Des développements récents ont permis en plus de la visualisation, l’accès à la mesure des échantillons analysés. Pour cela, une correspondance colorimétrique est réalisée entre un calibre présentant une structure sous forme de plusieurs marches d’épaisseurs nanométriques et l’échantillon analysé. Il existe en effet de par les interférences optiques au niveau de l’échantillon, une évolution des paramètres RGB (Red, Green, Blue) de l’échantillon en rapport avec son épaisseur optique. La sensibilité de la technique (0,1nm) ainsi que la reproductibilité des mesures (0,3nm) ont pu être estimées à partir de structures calibrées et selon la norme ISO 17025. Cet accès à la mesure d’épaisseurs permet ainsi en plus d’une représentation tridimensionnelle des échantillons analysés (figure 5), la détermination des profils, rugosités et autres mesures topologiques caractéristiques de structures nanométriques.

Figure 5 : Représentation 3D d’une biopuce ADN.

Futurs développements

Les futurs développements portent en particulier sur la réalisation de supports anti-réfléchissants pour la microscopie optique inversée fortement présente dans les secteurs des biotechnologies (systèmes vivants, génétiques…) et de la microfluidique.
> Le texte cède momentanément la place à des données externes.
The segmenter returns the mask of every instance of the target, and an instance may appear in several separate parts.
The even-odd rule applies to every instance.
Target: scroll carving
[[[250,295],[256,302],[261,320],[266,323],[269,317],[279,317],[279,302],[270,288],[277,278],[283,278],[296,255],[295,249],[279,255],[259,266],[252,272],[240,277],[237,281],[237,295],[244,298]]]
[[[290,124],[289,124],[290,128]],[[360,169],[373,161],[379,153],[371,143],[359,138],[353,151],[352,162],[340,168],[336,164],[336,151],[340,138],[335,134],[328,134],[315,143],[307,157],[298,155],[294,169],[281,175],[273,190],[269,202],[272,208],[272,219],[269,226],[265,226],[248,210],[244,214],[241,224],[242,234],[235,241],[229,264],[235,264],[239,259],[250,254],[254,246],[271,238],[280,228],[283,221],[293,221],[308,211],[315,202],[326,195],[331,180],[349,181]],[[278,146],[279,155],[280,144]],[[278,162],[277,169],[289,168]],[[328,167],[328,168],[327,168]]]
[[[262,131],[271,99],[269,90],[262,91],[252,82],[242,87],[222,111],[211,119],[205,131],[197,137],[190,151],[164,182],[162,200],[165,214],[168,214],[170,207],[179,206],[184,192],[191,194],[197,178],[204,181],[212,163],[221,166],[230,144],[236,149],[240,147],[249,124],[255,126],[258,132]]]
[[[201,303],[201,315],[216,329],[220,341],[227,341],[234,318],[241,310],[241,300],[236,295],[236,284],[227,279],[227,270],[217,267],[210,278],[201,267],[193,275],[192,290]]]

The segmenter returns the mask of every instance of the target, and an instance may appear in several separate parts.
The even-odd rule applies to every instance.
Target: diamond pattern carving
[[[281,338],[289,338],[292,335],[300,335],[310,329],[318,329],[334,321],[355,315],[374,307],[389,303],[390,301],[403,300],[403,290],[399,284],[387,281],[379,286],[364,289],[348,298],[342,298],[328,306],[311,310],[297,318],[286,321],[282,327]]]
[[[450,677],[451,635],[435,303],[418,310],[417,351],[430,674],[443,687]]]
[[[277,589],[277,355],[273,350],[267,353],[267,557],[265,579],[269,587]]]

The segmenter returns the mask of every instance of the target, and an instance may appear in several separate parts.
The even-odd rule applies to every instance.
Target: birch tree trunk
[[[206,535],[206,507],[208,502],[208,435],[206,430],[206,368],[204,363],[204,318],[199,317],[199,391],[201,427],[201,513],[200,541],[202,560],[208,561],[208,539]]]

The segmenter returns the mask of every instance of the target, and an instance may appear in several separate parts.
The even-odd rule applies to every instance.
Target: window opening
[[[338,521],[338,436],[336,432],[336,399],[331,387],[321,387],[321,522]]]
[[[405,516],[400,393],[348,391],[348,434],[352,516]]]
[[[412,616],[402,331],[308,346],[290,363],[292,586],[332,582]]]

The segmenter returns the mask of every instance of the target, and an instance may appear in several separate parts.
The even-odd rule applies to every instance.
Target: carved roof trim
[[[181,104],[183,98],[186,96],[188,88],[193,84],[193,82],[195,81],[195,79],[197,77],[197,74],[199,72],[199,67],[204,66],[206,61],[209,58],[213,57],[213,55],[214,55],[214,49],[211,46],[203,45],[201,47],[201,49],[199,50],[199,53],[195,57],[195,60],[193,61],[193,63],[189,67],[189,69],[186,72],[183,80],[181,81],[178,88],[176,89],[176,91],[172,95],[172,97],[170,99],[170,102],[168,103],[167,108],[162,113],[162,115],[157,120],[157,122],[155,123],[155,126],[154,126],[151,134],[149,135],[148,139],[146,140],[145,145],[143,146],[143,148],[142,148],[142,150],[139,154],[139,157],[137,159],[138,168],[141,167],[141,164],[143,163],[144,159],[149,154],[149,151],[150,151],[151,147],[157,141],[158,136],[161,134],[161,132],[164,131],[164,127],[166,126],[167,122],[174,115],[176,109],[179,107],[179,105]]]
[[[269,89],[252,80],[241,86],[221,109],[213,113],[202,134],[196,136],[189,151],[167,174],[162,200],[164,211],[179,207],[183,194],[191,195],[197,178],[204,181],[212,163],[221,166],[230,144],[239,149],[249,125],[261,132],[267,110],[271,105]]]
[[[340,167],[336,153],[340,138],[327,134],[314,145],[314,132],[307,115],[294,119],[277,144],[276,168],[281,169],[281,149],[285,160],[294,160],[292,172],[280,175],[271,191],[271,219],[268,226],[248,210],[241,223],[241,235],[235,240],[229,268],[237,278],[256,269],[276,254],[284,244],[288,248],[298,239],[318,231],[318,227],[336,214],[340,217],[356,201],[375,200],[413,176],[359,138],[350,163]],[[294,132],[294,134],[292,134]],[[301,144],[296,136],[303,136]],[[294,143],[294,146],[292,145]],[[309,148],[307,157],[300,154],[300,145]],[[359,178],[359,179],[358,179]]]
Pour cela, des études sont actuellement menées sur la réalisation de Surfs à partir de supports transparents type verre.

BIBLIOGRAPHIE

[1] Schasfoort RBM, Tudos AJ, Handbook of Surface Plasmon Resonance, RSC Publishing, 2008.

[2] Fort E, Grésillon S, J. Phys. D: Appl. Phys., 2008, 41.

[3] Aizpurua J, Taubner T. Javier Garcia de Abajo F, Brehm M, Hillenbrand R, Optics Express, 2008, 16(3), 1529-1545.

[4] Blodgett KB, Langmuir I, Phys. Rev., 1937, 51, 964-982.

[5] Langmuir I, Schaefer V, Wrinch DM, Science, 1937, 85, 76-80.

[6] Sandström T, Stenberg M, Nygren H, Appl.Opt., 1985, 24, 472-479.

[7] Hénon S, Meunier J, Rev. Sci. Instr., 1991, 62, 936-939.

[8] Ausserré D, Valignat MP, Nano Lett., 2006, 6(7), 1384-1388.